Why do I make blogging more difficult than it needs to be. You just sit and type what is on your mind right? Yeah you would think it would be that simple. Psh not for me the perfectionist. I sit and do a rough draft then edit, delete, rename, take away paragraphs, add paragraphs, delete the whole thing than rewrite it and then it starts all over again. Goodness. Blogging is a Love/Hate thing for me. I would LOVE to do it more often but this inner struggle ALWAYS wins. So I have decided I am going to sit here and BLOG. I am not going to even go back and read it. I am not going to correct any spelling, worry about where a new paragraph should start, and I am not going to think twice about it. (ok I will think twice but prolly not more than 10 times)
I have so many wonderful things to blog about and really dont know where to start. Life of course is always a struggle but the thing that is great about it is I am always learning new things. God has placed some WONDERFUL people in my life and I am loving that. There arent a lot of people that you can sit for almost 40 minutes and laugh so hard every laugh muscle is BURNING about absolutely nothing and be completely sober. I really needed that! Laughter is very healing.
Midwifery is beautiful! God is awesome!! Beautiful 10 pound baby boy born 2 mondays ago, to a beautiful family that I am absolutely honored to be a part of their birth, life, and family. 5th home birth for this mama. She was amazing. Her and her hubby make an amazing team.
A couple weeks before that, a little girl was born at home. And just before that a little boy. The 6th boy in his family. I could go on and on. I am so blessed!
July 29th was my 9th wedding anniversary. WOW 9 years. Where does the time go? We didnt do anything but the other day my hubby came home with Nickelback tickets!! WOOOHOOO those who dont know me I LOVE Nickelback! The concert is August 28th. Hopefully my August mama has had her baby by then, BUT Im not counting on it. I am just going to pray Gods will. There will be other concerts but this mama will only have her 1st baby once and I wouldnt miss it for the world.

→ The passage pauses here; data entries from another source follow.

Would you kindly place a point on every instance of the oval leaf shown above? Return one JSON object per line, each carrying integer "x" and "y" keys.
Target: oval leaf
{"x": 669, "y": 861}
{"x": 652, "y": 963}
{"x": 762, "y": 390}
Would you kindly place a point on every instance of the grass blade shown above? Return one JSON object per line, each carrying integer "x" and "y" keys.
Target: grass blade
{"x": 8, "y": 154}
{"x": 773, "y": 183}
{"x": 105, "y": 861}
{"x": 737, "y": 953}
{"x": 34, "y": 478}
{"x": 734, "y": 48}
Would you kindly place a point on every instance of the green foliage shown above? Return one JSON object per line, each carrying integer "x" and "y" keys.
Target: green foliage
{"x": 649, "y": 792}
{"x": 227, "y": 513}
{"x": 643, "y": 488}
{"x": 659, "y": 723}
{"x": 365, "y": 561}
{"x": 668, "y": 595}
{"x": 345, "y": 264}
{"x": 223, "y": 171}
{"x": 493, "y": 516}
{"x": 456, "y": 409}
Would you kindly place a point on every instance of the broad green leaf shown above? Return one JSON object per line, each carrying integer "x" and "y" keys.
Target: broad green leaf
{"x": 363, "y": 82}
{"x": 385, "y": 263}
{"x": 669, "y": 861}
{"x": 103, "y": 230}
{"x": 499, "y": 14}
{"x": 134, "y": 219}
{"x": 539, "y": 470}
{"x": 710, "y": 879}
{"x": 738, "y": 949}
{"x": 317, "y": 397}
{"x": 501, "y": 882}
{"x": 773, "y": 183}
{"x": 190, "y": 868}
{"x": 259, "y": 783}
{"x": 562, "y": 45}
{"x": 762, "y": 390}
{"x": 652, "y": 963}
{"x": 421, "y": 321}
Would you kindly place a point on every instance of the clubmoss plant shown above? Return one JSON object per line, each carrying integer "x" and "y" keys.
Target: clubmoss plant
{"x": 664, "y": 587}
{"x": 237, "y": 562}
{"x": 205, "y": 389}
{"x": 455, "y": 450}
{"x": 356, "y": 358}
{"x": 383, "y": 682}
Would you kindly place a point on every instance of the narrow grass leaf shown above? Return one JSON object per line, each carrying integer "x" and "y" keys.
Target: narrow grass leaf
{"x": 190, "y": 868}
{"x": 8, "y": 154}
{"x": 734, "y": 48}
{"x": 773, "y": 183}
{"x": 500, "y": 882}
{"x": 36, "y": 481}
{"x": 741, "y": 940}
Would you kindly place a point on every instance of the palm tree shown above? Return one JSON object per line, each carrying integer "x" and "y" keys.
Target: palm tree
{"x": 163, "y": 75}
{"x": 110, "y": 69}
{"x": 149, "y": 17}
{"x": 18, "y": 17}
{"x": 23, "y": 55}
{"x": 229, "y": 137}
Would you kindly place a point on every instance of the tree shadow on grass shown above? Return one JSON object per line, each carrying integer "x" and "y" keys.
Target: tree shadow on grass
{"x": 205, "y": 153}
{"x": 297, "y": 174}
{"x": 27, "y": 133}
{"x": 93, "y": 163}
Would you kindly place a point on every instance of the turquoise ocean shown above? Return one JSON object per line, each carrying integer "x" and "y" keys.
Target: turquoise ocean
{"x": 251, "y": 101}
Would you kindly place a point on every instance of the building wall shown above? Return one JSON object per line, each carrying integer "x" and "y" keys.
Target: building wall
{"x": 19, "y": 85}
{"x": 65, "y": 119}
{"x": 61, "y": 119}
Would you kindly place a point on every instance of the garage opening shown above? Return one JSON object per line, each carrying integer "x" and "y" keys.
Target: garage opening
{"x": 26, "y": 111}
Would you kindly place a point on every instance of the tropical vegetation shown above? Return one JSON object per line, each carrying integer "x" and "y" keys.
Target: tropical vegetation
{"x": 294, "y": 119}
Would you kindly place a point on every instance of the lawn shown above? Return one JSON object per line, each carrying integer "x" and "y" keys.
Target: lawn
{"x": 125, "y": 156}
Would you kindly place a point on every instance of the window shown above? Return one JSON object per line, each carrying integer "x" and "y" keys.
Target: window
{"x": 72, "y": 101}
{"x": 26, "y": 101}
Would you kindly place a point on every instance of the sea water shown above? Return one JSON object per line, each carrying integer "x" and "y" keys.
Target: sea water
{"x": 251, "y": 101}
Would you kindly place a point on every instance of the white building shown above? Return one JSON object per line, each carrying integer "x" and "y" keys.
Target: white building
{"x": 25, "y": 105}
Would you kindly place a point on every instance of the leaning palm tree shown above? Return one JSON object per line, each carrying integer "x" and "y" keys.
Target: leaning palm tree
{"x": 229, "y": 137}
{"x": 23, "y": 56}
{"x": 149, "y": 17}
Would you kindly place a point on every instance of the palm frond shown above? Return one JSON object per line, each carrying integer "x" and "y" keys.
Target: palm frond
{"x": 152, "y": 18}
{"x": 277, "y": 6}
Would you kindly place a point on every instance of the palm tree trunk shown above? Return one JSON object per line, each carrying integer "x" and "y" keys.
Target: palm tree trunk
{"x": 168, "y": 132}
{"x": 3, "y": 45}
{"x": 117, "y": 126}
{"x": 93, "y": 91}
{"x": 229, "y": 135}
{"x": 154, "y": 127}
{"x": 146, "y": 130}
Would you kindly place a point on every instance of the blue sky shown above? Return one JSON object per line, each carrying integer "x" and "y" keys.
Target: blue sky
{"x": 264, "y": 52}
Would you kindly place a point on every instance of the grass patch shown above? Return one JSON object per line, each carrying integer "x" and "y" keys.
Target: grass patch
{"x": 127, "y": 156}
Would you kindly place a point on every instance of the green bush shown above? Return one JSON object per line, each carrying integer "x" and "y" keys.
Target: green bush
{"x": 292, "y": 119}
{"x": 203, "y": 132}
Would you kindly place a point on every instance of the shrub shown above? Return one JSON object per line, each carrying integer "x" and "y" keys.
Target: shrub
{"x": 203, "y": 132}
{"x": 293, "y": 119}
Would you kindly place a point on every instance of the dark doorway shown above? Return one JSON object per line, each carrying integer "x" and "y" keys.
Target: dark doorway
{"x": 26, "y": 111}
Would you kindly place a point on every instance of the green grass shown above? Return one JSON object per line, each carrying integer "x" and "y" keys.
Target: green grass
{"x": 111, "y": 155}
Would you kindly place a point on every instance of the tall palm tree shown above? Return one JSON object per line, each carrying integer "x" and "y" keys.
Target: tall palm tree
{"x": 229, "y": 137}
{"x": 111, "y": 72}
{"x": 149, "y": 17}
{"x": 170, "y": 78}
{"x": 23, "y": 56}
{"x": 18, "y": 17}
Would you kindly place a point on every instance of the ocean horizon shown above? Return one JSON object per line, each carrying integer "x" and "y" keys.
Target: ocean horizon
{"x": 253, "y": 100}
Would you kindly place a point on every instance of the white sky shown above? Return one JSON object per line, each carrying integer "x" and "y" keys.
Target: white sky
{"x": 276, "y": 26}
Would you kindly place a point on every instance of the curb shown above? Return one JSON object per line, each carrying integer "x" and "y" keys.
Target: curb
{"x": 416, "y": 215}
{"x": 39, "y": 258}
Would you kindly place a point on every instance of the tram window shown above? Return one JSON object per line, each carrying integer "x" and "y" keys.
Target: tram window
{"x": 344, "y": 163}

My kiddos are getting bigger right before my eyes. So bitter sweet. Im ready for another hubby says no more. So I am praying for a heart to change. One or the other. I wish kids understood the love we have for them. Its a bummer that they have to wait to experience this kind of love until they have their own. But I know we were created perfectly and I trust that. Everything is a process right. So I end my raw,unedited and unperfect blogging session with a song that God has been laying on my heart for the last 20 minutes. (which is also a Bible verse I just cant remember which one.... Im sure you'll tell me Jenny :) <3 )
And I praise you, For I am fearfully and wonderfully made!
Welcome back. We all love to hear from you!
ReplyDeleteI think your post sounded just fine. Really, it doesn't matter what I think because its YOUR blog, but I just want you to know that I liked it. I hope you keep writing. I struggle with the some of the same things though with my blog, and that is why there is only one post on it. Maybe I will use you for some inspiration. :) I love that you are my friend!!
ReplyDeleteYour blogs are awesome :) Don't change a thing! Love ya!